In you thought the speed of light is the fatstest speed think again, because now, there is a reason to doubt the theory. On Friday, a a group of researchers in switzerland announced they have found some particles that travel faster than light.
If you grew up believing, like most of us, that the speed of light is the fastest you could go, now is a good time to be amazed. Scientists have discovered that there are some particles that seem to travel faster than light, thus challenging Einstein’s theory of relativity, but also the law of physics which stipulates that nothing can travel faster than light.
The world would be thankful that there are scientists who do not stop experimenting just because Albert Einstein developed a theory and just because there are immutable laws of physics. This keeps the world moving forward and evolving. In the underground studying facility between Switzerland and Italy, the neutrinos sent 730 km arrived to destination a fraction of a second sooner than expected. The discovery was announced on Friday by a group of researchers based at CERN, the European Organization for Nuclear Research, in Switzerland.

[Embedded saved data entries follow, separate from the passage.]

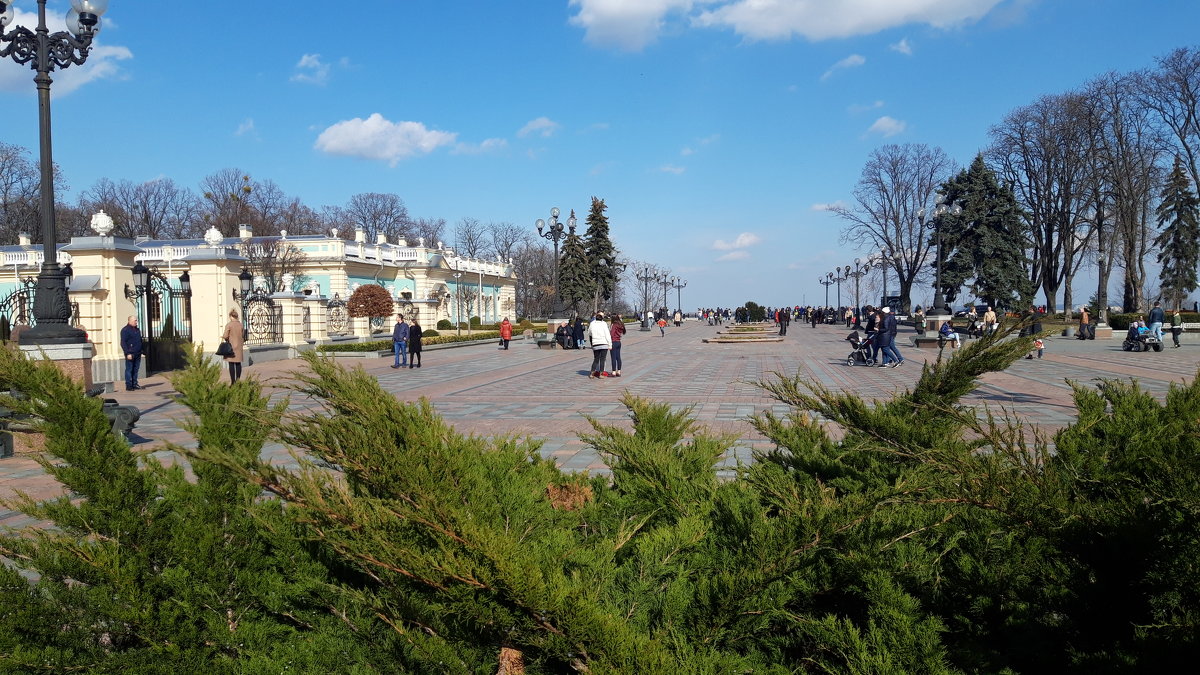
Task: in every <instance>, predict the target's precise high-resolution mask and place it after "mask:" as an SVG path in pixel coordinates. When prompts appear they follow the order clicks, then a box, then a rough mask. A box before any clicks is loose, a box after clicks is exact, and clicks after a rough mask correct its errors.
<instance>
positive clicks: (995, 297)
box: [935, 155, 1034, 309]
mask: <svg viewBox="0 0 1200 675" xmlns="http://www.w3.org/2000/svg"><path fill="white" fill-rule="evenodd" d="M941 193H942V195H944V196H946V202H944V203H947V204H952V203H958V204H960V205H961V207H962V213H961V214H959V215H953V214H950V213H944V214H942V215H940V216H937V217H938V219H940V222H938V227H940V228H941V239H942V292H943V294H946V297H947V301H949V299H950V298H954V297H955V295H956V294H958V292H959V288H960V287H962V286H967V287H968V288H970V289H971V292H972V293H974V295H976V297H977V298H979V299H982V300H984V301H986V303H988V304H989V305H992V306H995V307H1009V309H1024V307H1025V306H1026V305H1027V304H1028V300H1030V298H1032V297H1033V292H1034V288H1033V283H1032V281H1030V279H1028V275H1027V274H1026V268H1027V264H1028V259H1027V257H1026V255H1025V244H1026V225H1025V220H1024V217H1022V215H1021V208H1020V205H1019V204H1018V203H1016V198H1015V196H1014V195H1013V191H1012V190H1010V189H1009V187H1007V186H1004V185H1002V184H1001V183H1000V179H998V178H997V177H996V173H995V172H992V171H991V169H990V168H988V165H986V163H984V161H983V156H982V155H977V156H976V159H974V161H973V162H971V166H970V167H968V168H966V169H964V171H961V172H959V174H958V175H956V177H954V178H952V179H950V180H948V181H947V183H946V184H944V185H943V186H942V189H941ZM935 264H936V263H935Z"/></svg>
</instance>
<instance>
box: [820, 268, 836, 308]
mask: <svg viewBox="0 0 1200 675" xmlns="http://www.w3.org/2000/svg"><path fill="white" fill-rule="evenodd" d="M817 283H820V285H822V286H824V287H826V304H824V306H827V307H828V306H829V287H830V286H833V283H834V281H833V273H832V271H830V273H829V274H828V275H826V276H818V277H817Z"/></svg>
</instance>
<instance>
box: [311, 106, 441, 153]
mask: <svg viewBox="0 0 1200 675" xmlns="http://www.w3.org/2000/svg"><path fill="white" fill-rule="evenodd" d="M457 137H458V135H457V133H450V132H446V131H434V130H431V129H426V127H425V125H424V124H421V123H419V121H398V123H394V121H389V120H386V119H384V117H383V115H380V114H379V113H374V114H372V115H371V117H368V118H367V119H361V118H354V119H352V120H343V121H340V123H337V124H335V125H332V126H330V127H329V129H326V130H325V131H323V132H320V136H319V137H317V144H316V148H317V149H318V150H320V151H322V153H326V154H330V155H344V156H349V157H362V159H365V160H383V161H386V162H388V163H390V165H391V166H396V163H397V162H400V160H403V159H406V157H412V156H415V155H427V154H430V153H432V151H433V150H437V149H438V148H440V147H442V145H452V144H454V142H455V139H456V138H457Z"/></svg>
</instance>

The result is based on the careful observation of more than 15,000 bunches of neutrinos sent between Italy and Switzerland.It was a total surprise for the researchers involved in the project that is called “The Opera project”. Professor Neville Harnew, head of particle physics at Oxford, even stated that the results came “totally out of the blue”.
The scientists working on the Opera project will continue their research and are “also looking forward to independent measurements to fully asses the nature of this observation”, as stated by Antonio Ereditato from the University of Bern. Since neutrinos are unstable and hard to study, it is very important that other experiments be conducted very carefully before drawing any other conclusions.
Neutrinos are an electrically neutral subatomic particles, emitted during the process of radioactive decay and have a tiny mass, passing through matter without interacting with anything else. Not so many laboratories in the world can handle the study of neutrinos, CERN being one of the few. The research director at CERN, Sergio Bertolucci, said that “when and experiment finds an apparently unbelievable result, (…)it’s normal procedure to invite broader scrutiny.” This makes all the more sense as we are talking about a discovery that might change science as we know it.
We can only wait and see what will further experiments unveil.